I finally had to think to myself, “This is not the really crucial part of this whole program. Just say hello and it’s nice to meet you.” So I told her the ages and sexes and names of everyone in our family, and I said that Elizabeth and Edward were twins and that they were her age, and I said which country/state we lived in and what that state was known for, and I said how many people were in our city, and I said we had two cats, and then I wrapped it up. I put in some stickers and a couple of postcards that show our area.

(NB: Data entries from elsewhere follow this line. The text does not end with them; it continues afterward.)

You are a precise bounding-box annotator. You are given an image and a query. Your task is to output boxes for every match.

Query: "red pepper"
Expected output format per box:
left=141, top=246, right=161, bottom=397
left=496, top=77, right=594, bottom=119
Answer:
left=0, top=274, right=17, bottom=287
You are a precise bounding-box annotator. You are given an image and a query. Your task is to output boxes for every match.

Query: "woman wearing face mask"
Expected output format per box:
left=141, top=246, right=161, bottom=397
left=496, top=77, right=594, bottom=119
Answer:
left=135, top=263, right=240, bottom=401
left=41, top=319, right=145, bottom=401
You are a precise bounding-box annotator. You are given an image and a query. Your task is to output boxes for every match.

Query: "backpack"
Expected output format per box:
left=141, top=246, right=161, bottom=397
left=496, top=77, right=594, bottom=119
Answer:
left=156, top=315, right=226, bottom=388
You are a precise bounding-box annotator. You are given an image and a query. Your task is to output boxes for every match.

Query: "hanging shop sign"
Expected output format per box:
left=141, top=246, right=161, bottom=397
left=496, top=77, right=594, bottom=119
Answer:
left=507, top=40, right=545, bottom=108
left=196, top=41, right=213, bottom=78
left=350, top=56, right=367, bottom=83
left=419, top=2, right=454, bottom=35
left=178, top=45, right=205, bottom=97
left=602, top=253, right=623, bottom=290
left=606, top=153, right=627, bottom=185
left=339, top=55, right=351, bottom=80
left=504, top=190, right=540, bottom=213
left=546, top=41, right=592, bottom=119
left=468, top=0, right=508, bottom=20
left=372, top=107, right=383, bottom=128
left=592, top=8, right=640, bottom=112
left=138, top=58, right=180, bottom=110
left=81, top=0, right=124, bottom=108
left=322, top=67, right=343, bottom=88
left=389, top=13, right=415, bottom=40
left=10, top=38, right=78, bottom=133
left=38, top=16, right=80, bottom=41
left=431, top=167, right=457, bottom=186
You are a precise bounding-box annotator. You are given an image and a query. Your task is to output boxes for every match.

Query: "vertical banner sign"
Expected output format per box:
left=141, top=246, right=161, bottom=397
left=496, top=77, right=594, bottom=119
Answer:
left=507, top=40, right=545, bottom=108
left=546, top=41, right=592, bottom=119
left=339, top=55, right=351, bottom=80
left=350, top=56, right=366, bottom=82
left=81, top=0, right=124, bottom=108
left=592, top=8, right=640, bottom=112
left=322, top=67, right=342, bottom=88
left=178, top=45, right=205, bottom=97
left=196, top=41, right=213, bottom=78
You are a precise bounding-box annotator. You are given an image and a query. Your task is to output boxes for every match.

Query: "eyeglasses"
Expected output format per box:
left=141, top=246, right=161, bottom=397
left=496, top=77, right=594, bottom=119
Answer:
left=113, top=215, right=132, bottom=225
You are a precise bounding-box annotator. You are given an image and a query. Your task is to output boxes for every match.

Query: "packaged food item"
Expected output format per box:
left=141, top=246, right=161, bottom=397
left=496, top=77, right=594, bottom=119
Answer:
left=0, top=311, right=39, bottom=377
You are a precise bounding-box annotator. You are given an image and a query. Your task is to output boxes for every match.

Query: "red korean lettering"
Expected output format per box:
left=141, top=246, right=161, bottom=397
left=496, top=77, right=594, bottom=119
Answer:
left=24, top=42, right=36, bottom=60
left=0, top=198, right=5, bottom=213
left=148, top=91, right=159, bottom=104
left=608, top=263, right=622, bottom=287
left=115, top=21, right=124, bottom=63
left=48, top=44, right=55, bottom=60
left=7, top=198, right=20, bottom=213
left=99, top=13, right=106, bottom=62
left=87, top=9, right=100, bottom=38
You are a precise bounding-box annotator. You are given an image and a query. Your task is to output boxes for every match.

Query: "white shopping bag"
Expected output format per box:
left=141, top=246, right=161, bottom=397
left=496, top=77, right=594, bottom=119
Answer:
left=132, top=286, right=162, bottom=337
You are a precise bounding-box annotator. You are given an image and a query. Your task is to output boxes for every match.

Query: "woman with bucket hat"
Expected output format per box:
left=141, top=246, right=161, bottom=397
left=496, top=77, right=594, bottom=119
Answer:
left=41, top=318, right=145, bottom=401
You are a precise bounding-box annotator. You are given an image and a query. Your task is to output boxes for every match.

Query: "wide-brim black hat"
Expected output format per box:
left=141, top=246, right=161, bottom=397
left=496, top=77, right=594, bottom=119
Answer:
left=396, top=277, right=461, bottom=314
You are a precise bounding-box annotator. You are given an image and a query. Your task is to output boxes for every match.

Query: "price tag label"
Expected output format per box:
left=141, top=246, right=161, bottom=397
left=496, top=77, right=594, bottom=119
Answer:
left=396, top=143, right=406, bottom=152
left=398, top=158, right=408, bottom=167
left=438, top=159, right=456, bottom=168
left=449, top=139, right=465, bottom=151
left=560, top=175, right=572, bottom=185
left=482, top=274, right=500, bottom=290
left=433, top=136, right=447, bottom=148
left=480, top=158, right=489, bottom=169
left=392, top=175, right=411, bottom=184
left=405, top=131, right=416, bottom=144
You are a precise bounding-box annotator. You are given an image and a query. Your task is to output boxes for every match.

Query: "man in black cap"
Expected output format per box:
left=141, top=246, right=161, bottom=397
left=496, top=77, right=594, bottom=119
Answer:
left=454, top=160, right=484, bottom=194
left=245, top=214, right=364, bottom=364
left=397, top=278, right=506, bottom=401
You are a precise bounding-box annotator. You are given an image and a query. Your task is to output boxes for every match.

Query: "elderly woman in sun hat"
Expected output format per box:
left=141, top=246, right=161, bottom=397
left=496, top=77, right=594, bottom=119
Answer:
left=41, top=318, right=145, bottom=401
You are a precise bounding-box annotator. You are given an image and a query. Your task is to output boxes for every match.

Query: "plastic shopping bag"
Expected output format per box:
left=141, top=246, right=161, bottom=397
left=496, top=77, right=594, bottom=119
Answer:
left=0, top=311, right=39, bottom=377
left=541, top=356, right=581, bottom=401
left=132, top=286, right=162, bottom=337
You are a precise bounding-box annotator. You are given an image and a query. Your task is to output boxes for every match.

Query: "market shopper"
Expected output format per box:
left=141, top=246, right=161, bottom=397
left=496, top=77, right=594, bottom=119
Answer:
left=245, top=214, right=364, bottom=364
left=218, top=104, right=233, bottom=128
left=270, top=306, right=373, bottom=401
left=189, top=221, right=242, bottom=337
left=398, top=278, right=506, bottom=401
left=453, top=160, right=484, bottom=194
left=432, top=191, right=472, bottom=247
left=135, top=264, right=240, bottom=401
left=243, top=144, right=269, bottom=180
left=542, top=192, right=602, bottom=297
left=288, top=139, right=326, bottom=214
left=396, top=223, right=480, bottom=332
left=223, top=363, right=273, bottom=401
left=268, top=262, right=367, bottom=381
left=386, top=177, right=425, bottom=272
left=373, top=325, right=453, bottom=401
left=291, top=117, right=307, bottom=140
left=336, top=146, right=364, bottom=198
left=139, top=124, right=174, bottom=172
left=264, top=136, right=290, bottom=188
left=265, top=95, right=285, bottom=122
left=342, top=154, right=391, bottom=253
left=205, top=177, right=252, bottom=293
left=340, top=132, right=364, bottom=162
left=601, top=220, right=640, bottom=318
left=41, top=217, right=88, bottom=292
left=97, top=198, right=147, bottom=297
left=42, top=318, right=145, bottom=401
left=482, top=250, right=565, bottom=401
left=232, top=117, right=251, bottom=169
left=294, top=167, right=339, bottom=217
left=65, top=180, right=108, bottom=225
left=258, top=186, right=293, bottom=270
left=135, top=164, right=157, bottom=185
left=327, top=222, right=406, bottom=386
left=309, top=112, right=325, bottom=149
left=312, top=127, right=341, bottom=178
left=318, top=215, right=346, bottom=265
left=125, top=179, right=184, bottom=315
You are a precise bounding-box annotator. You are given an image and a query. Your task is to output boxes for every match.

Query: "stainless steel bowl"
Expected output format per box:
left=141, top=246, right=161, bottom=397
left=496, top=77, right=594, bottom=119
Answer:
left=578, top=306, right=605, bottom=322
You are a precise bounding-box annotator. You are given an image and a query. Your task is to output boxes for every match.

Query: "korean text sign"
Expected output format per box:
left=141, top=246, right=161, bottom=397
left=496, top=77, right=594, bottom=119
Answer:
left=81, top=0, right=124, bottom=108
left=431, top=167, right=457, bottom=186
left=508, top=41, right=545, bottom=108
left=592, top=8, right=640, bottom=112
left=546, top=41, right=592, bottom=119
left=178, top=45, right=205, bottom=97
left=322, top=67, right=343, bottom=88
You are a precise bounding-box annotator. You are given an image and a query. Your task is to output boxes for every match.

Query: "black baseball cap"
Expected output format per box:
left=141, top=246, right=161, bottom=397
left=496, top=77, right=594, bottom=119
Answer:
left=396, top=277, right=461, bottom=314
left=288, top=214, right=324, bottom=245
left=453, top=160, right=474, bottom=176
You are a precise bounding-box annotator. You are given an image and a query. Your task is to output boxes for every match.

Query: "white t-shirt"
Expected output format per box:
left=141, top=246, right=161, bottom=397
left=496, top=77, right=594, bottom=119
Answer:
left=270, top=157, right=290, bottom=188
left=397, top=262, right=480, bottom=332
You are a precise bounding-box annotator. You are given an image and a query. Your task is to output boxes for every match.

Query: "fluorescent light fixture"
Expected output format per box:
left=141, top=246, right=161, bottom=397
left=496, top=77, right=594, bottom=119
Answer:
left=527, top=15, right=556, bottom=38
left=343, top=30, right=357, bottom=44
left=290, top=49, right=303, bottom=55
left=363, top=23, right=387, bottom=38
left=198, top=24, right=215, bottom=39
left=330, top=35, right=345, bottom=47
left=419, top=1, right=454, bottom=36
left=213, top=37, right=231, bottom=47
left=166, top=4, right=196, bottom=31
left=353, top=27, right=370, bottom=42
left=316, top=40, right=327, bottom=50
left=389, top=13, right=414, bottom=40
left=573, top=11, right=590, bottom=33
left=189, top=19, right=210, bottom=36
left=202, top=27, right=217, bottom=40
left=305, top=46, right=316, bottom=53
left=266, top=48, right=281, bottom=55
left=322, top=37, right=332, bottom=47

For future letters, I’m planning to include those little Dover activity books—but those, too, were a little hard to choose. Would she prefer to put a pretty little white girl in a dress that cost more than her house and will be worn for part of a single day, or do kitchen activity stickers with electric appliances and no wood fire anywhere? Or perhaps she’d like to make her own sticker ice cream sundae! (Has she ever…HAD ice cream?) I went with decorating butterflies, baby animal stickers (cute baby animals seem like they’d translate well), wildflower stencils, and fairyland activity stickers. I’m also going to look around online for other ideas. The items need to be the sort of thing you can mail in an envelope, so maybe…fabric ribbons? That’s all I’ve got so far.